Tickets are now available for The Staves at Rescue Rooms!
All Now emerges, bold and bright, from a period of chaos, followed by a period of enforced quiet, for the band. The Staves’ released their third album Good Woman in February 2021, an album of love and loss, written during a disconcerting period of turmoil and pain. “There was a delayed reaction to trauma and these big changes out of your control,” says Jess of the period that came after Good Woman, as the band – like the rest of us – were forced to sit with their thoughts, but also still processing the death of their mother and other seismic changes: Emily taking a backseat on this album (while still contributing vocals on a handful of tracks) to focus on motherhood, while Camilla reckoned with her own mental and physical health issues – chronic pain and a series of operations due to Endometriosis began to take an increasing toll.

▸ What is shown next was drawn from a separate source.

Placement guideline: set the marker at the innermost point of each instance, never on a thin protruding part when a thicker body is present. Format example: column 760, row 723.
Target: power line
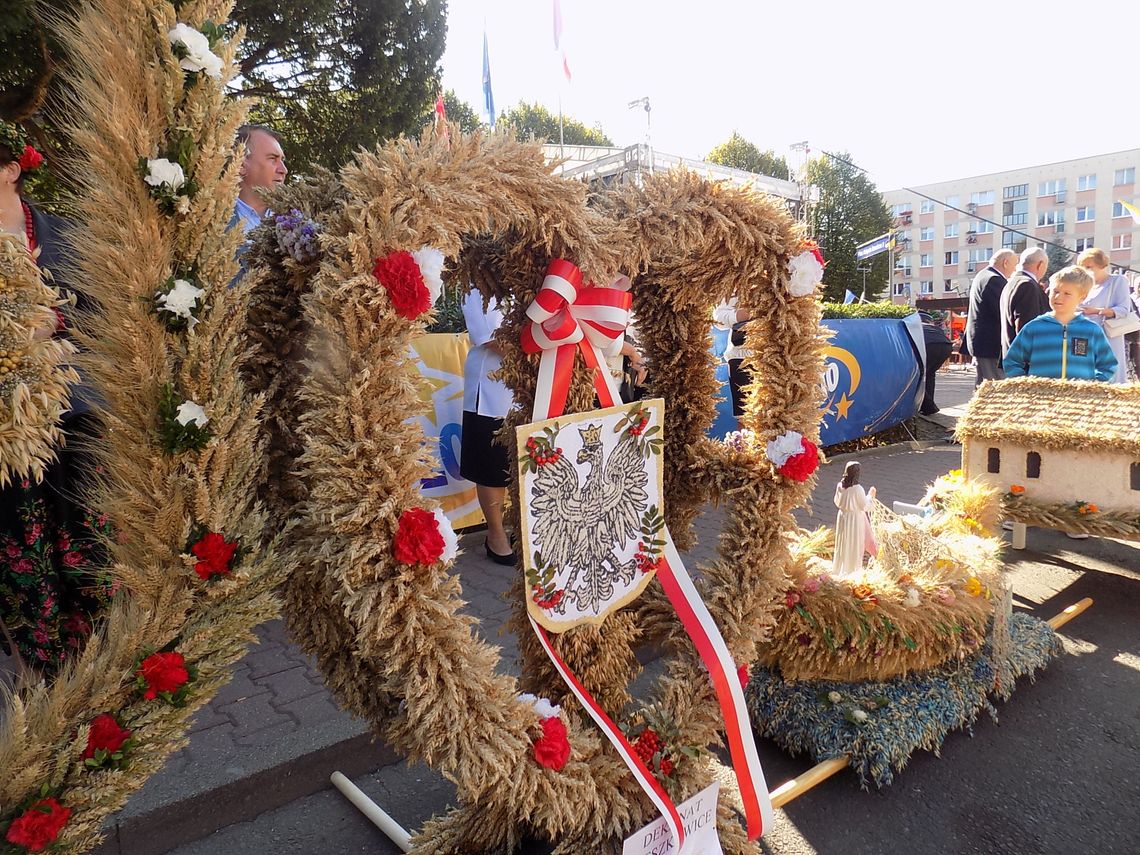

Struggling after two years of deep solitude and pain following the release of Good Woman, The Staves did what they know how to do best and got back to writing. The idea was to go against most of what they’d been doing for the last few years by going back to basics and focusing almost solely on each other and their guitars as a starting point.
It began with Jess, navigating this new landscape by harnessing her creativity on her own at first in the studio in Hackney at the end of 2022, slowly luring Camilla back to the next chapter of The Staves, before reaching out to super-producer John Congleton (Sharon Van Etten, Angel Olsen), who the band had worked with on Good Woman.
The result? An album as rich and honest as all the most profound music by The Staves scattered across albums for the last decade, calcified here into something special.